What Corvera is really doing, stated plainly, is forcing a new route from outside a business to inside it, and then owning that route.

That distinction matters more than it sounds. A consultancy knocks the wall down too, and then leaves. An integration project knocks it down and hands over the keys. Corvera builds the pipe, keeps it, maintains it, and becomes the thing every later AI tool has to travel through to be useful.

The position that creates is unusual. Corvera does not compete with whichever AI product the brand buys next quarter, because it sits underneath all of them. Every extra tool the customer adds makes the connection more valuable rather than threatening it. And because the pipe has to keep up as the underlying systems change, it is not a one-off installation that can be finished and forgotten.

Picking one industry is what turns this from infrastructure into a product. Every consumer goods brand is asking the same handful of questions of roughly the same sources, so the connections can be reused, the definitions can be opinionated rather than endlessly configurable, and the tenth customer costs far less to serve than the first. Chris Kong has picked an obviously large market. That is one good feature of the choice, not the whole of it.

The window, and what closes it

This next part is my opinion, not something the company has said.

This is not one company's niche. Every industry has the same wall in a different shape: the same unstandardised systems, the same missing permissions, the same invisible blockage between an outside AI and an inside truth. Somebody is going to build and switch on that connection for each of them, securely, so that outside intelligence can finally reach in.

Expect a wave of startups doing exactly this over the next two years or so, one industry at a time, each looking narrow and unglamorous from outside. Then expect them to be bought up, because a pipe is worth far more as a network than as a collection of separate pipes, and because buyers will eventually want one relationship rather than eleven.

The pattern repeats industry by industry until each one is properly reached by AI, and the companies that own the pipes at that point will not look like tool vendors. They will look like infrastructure.

Which is the argument for paying attention to the unfashionable middle layer now, while it is still being sold one industry at a time by small teams.

Why it is bigger than it sounds

The short description is a data layer for consumer brands. The position it creates is the part worth holding onto.
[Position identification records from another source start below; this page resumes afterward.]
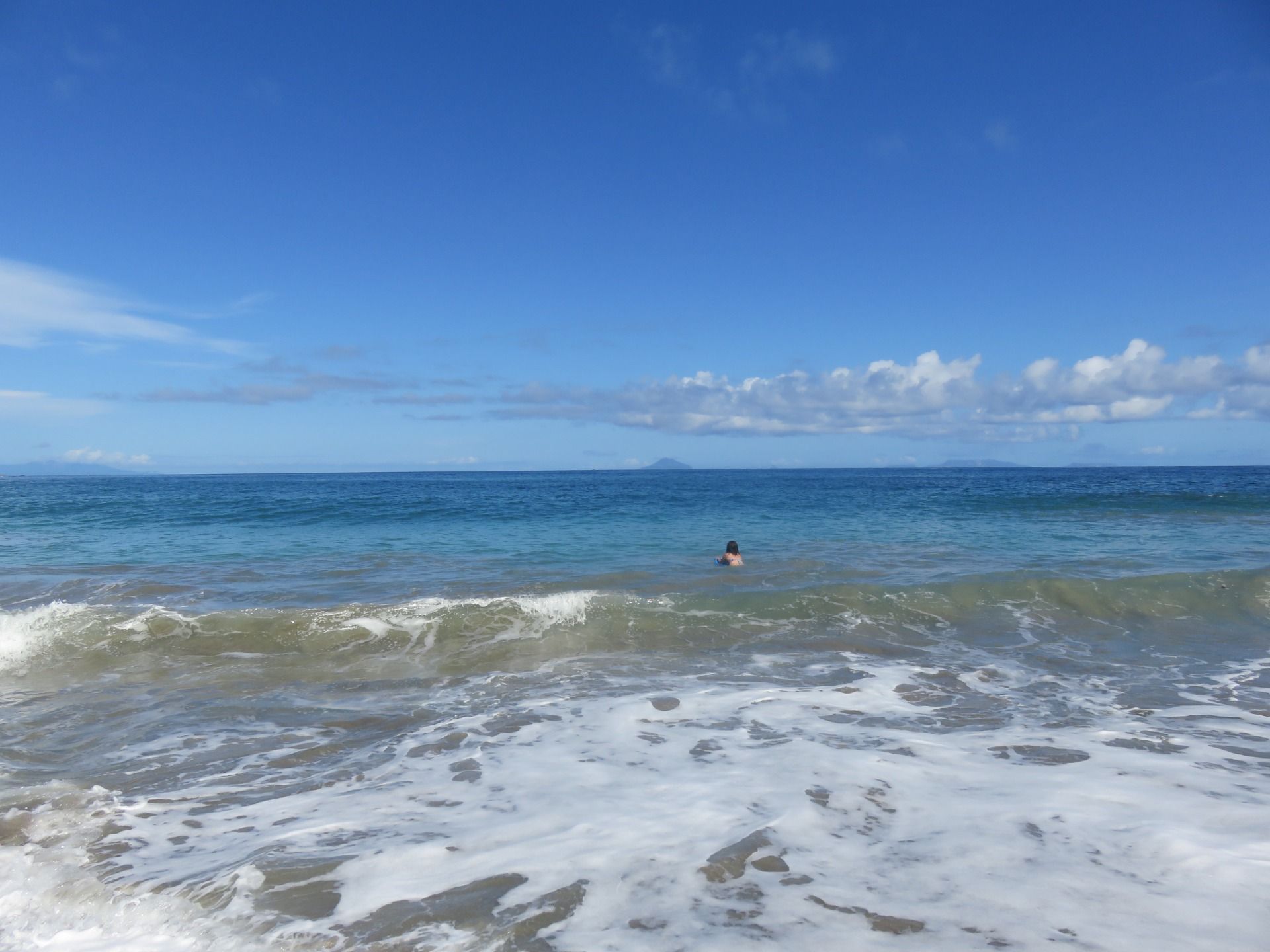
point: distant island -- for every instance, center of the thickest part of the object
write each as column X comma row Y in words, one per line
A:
column 60, row 469
column 667, row 463
column 976, row 465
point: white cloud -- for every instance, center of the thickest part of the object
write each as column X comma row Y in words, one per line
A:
column 106, row 459
column 927, row 397
column 38, row 306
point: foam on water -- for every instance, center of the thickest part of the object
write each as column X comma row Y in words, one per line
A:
column 28, row 631
column 697, row 811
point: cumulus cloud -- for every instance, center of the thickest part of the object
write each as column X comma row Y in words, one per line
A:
column 38, row 306
column 927, row 397
column 107, row 459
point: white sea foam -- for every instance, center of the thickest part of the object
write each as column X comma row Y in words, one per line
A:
column 1029, row 834
column 26, row 633
column 51, row 902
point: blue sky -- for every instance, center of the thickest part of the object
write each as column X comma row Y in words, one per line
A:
column 309, row 237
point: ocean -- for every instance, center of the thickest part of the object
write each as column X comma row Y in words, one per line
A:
column 937, row 709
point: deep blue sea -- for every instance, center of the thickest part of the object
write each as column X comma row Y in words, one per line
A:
column 527, row 711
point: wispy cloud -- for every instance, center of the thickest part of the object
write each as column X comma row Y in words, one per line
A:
column 1001, row 136
column 426, row 399
column 302, row 386
column 748, row 81
column 40, row 306
column 437, row 418
column 339, row 352
column 927, row 397
column 105, row 457
column 33, row 405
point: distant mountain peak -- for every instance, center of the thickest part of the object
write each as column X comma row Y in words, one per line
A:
column 56, row 467
column 976, row 465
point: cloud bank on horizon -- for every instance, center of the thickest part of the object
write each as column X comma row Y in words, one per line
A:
column 828, row 235
column 925, row 399
column 929, row 397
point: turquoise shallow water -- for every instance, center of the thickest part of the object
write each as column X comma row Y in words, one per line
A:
column 526, row 711
column 335, row 539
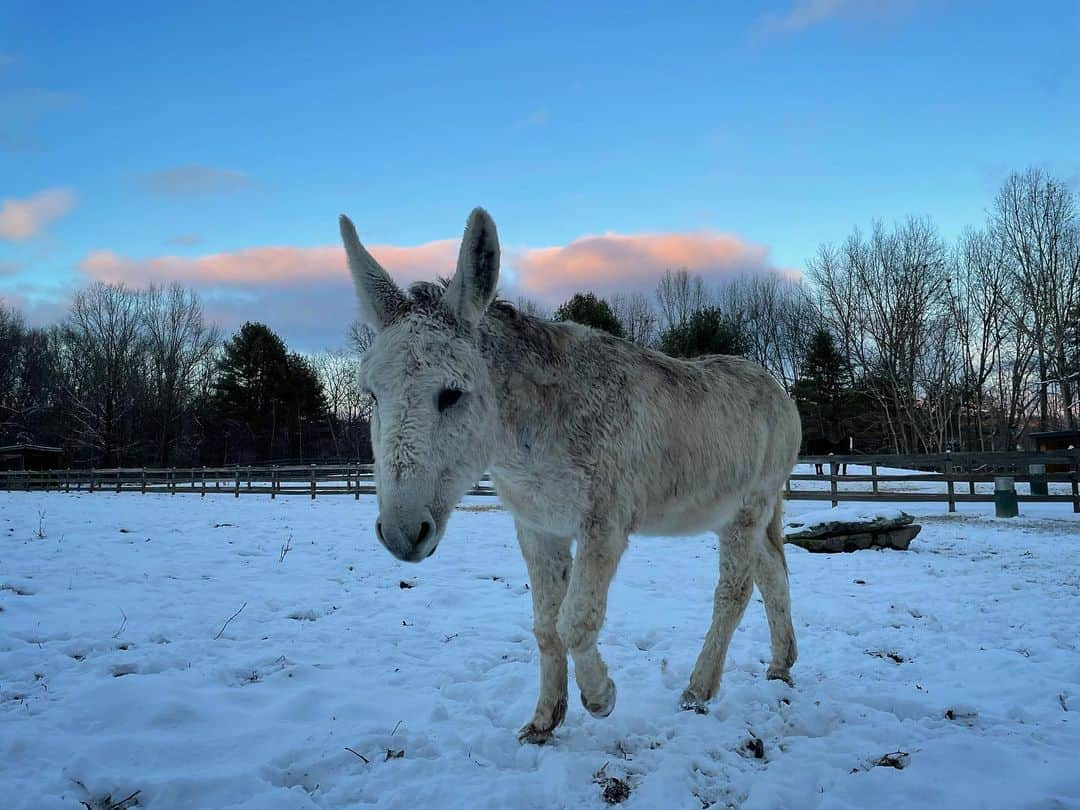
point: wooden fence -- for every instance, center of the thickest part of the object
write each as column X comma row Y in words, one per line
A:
column 950, row 478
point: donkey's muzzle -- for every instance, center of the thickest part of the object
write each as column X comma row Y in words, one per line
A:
column 406, row 540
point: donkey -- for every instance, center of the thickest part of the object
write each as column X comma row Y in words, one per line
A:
column 586, row 437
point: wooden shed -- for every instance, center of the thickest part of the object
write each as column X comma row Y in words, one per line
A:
column 30, row 457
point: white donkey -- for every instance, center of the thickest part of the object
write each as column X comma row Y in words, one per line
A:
column 586, row 437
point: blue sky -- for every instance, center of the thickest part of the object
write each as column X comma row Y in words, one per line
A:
column 138, row 140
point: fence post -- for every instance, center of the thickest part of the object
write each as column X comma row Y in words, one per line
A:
column 949, row 484
column 1004, row 497
column 1038, row 484
column 1076, row 488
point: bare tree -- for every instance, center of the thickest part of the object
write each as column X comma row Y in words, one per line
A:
column 678, row 296
column 637, row 318
column 882, row 295
column 105, row 356
column 179, row 346
column 348, row 406
column 1036, row 218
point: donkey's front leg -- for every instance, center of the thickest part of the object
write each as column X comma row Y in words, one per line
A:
column 581, row 617
column 548, row 558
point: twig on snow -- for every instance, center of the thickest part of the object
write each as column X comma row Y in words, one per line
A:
column 366, row 760
column 229, row 620
column 122, row 624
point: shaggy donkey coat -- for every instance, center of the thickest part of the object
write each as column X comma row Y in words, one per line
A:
column 586, row 437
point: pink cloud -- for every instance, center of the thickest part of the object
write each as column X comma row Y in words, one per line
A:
column 616, row 262
column 304, row 293
column 21, row 219
column 307, row 294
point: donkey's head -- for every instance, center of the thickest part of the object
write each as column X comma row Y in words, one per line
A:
column 434, row 404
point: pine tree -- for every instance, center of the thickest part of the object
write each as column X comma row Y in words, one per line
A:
column 820, row 394
column 585, row 308
column 271, row 402
column 705, row 332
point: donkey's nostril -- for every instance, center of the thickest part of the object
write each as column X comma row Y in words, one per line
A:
column 426, row 529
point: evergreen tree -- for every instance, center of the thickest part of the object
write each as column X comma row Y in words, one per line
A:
column 585, row 308
column 705, row 332
column 823, row 401
column 271, row 402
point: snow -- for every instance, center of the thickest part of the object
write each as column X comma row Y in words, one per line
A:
column 124, row 665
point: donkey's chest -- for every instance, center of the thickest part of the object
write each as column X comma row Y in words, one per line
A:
column 547, row 499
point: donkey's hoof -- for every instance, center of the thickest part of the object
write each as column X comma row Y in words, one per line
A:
column 532, row 736
column 775, row 673
column 606, row 704
column 691, row 702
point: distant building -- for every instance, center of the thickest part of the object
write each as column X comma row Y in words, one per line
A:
column 30, row 457
column 1055, row 440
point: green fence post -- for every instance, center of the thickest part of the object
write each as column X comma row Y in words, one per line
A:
column 1038, row 484
column 1004, row 497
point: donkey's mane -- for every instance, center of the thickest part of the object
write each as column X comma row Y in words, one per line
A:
column 427, row 295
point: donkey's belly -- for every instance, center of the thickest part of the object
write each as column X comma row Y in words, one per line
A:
column 687, row 516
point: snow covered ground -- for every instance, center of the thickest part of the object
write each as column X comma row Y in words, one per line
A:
column 349, row 679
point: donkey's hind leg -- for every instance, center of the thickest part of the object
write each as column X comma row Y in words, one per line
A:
column 729, row 602
column 770, row 576
column 548, row 559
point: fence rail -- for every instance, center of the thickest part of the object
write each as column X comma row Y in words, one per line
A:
column 948, row 474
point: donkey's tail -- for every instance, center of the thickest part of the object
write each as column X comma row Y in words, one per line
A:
column 774, row 532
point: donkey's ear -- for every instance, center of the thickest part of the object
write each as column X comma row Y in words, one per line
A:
column 380, row 300
column 473, row 285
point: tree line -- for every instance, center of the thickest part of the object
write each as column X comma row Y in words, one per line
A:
column 140, row 377
column 895, row 340
column 898, row 339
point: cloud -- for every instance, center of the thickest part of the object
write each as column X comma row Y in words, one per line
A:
column 185, row 240
column 193, row 180
column 21, row 219
column 304, row 293
column 616, row 262
column 806, row 14
column 307, row 294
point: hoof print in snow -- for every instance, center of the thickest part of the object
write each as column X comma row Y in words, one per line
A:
column 961, row 715
column 895, row 759
column 613, row 791
column 755, row 746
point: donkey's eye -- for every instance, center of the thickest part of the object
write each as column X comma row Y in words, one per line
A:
column 447, row 397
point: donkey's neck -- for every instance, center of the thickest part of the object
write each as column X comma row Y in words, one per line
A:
column 524, row 355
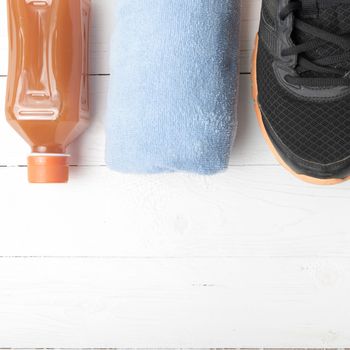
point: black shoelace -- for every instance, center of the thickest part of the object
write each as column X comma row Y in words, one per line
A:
column 323, row 66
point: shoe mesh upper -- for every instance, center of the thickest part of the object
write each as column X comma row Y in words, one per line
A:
column 315, row 131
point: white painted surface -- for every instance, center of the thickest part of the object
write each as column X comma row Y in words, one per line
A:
column 248, row 258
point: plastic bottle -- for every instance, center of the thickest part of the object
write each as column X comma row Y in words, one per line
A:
column 47, row 91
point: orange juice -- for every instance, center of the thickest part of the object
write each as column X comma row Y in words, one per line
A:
column 47, row 100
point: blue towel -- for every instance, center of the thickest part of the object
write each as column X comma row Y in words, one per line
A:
column 173, row 87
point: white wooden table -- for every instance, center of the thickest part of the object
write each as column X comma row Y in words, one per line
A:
column 249, row 258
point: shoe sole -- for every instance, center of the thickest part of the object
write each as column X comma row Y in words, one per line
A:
column 306, row 178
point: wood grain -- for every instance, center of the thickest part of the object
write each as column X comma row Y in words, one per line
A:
column 247, row 211
column 102, row 26
column 174, row 303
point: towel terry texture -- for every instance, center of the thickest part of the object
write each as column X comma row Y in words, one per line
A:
column 173, row 87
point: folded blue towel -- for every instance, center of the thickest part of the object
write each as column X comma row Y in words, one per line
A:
column 173, row 87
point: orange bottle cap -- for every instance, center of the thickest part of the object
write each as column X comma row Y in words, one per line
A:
column 48, row 168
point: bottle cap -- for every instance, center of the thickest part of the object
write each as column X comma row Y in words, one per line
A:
column 48, row 168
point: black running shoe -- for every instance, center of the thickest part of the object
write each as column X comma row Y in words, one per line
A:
column 301, row 78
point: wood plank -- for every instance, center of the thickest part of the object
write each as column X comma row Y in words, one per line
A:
column 174, row 303
column 102, row 26
column 247, row 211
column 250, row 148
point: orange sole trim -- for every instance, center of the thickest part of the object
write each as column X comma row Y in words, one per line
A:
column 309, row 179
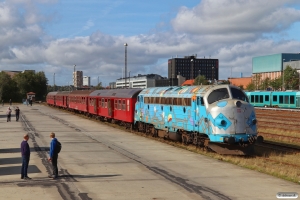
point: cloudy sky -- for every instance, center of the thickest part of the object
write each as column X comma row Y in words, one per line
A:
column 54, row 35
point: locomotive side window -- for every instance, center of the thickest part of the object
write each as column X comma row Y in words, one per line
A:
column 292, row 99
column 217, row 95
column 238, row 94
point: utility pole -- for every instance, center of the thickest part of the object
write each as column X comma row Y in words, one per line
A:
column 125, row 64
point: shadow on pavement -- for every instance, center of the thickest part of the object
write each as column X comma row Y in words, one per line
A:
column 12, row 170
column 18, row 150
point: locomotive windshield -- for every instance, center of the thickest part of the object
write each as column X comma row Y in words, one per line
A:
column 238, row 94
column 217, row 95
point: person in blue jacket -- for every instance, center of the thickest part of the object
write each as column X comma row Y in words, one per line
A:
column 25, row 151
column 53, row 156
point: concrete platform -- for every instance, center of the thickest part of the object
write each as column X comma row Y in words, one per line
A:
column 101, row 162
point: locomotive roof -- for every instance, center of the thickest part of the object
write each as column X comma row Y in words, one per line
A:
column 123, row 93
column 80, row 92
column 52, row 93
column 63, row 93
column 184, row 91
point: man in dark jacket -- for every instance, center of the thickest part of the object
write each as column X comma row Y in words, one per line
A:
column 25, row 150
column 17, row 110
column 53, row 155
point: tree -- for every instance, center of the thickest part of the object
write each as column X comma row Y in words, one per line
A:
column 200, row 80
column 8, row 88
column 276, row 83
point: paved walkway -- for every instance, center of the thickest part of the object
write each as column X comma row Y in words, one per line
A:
column 100, row 162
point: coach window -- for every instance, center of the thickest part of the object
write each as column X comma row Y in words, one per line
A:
column 280, row 99
column 128, row 105
column 286, row 99
column 292, row 100
column 116, row 104
column 123, row 104
column 256, row 99
column 267, row 98
column 261, row 98
column 119, row 104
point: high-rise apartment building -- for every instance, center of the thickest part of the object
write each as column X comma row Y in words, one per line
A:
column 190, row 67
column 86, row 81
column 78, row 79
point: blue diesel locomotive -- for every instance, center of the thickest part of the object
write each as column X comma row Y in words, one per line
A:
column 277, row 99
column 218, row 117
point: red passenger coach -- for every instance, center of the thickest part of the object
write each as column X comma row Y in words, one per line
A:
column 78, row 100
column 50, row 99
column 117, row 104
column 62, row 99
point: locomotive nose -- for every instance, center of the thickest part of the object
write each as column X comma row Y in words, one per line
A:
column 238, row 104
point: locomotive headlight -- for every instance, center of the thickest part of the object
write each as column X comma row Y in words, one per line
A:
column 238, row 104
column 220, row 122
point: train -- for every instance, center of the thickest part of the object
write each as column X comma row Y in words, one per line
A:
column 215, row 117
column 278, row 99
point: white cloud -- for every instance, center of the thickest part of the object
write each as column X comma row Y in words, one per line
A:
column 243, row 17
column 230, row 30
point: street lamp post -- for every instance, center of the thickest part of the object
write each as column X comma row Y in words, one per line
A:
column 212, row 77
column 282, row 74
column 54, row 82
column 129, row 80
column 192, row 69
column 299, row 81
column 125, row 64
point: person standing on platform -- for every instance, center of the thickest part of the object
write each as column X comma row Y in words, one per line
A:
column 53, row 156
column 17, row 110
column 8, row 113
column 25, row 151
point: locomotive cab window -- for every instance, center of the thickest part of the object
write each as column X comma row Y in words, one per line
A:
column 217, row 95
column 238, row 94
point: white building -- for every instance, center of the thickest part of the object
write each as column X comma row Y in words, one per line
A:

  • Owning the connection into a business is a position, not a product. Every AI tool the customer buys afterwards makes the pipe more valuable rather than less.
  • The blockage is real and everywhere. The same pipe can be laid industry by industry, which makes this a template rather than a niche.
  • Eighteen named brands is a strong start. BOL Foods, Wild, CLEAN Cause, Bobbie and Antelope Pets, in a market where the buyer's neighbour is the best sales channel there is.

What to watch

The test is whether brands buy more AI tools after Corvera arrives, and whether those tools stay switched on. If the pipe is real, everything downstream should get cheaper and quicker to adopt, and the company should be able to show that from its own customers rather than argue it.

The second is whether the connection outlives the systems it was built against. A pipe that breaks when a brand changes its main business system was a project. One that absorbs the change without the customer noticing is a position.

Eighteen named brands at this stage is a real signal, and they are the kind of names that talk to each other. In a category where the buyer's neighbour is the most effective sales channel available, that matters considerably more than a longer list of anonymous logos.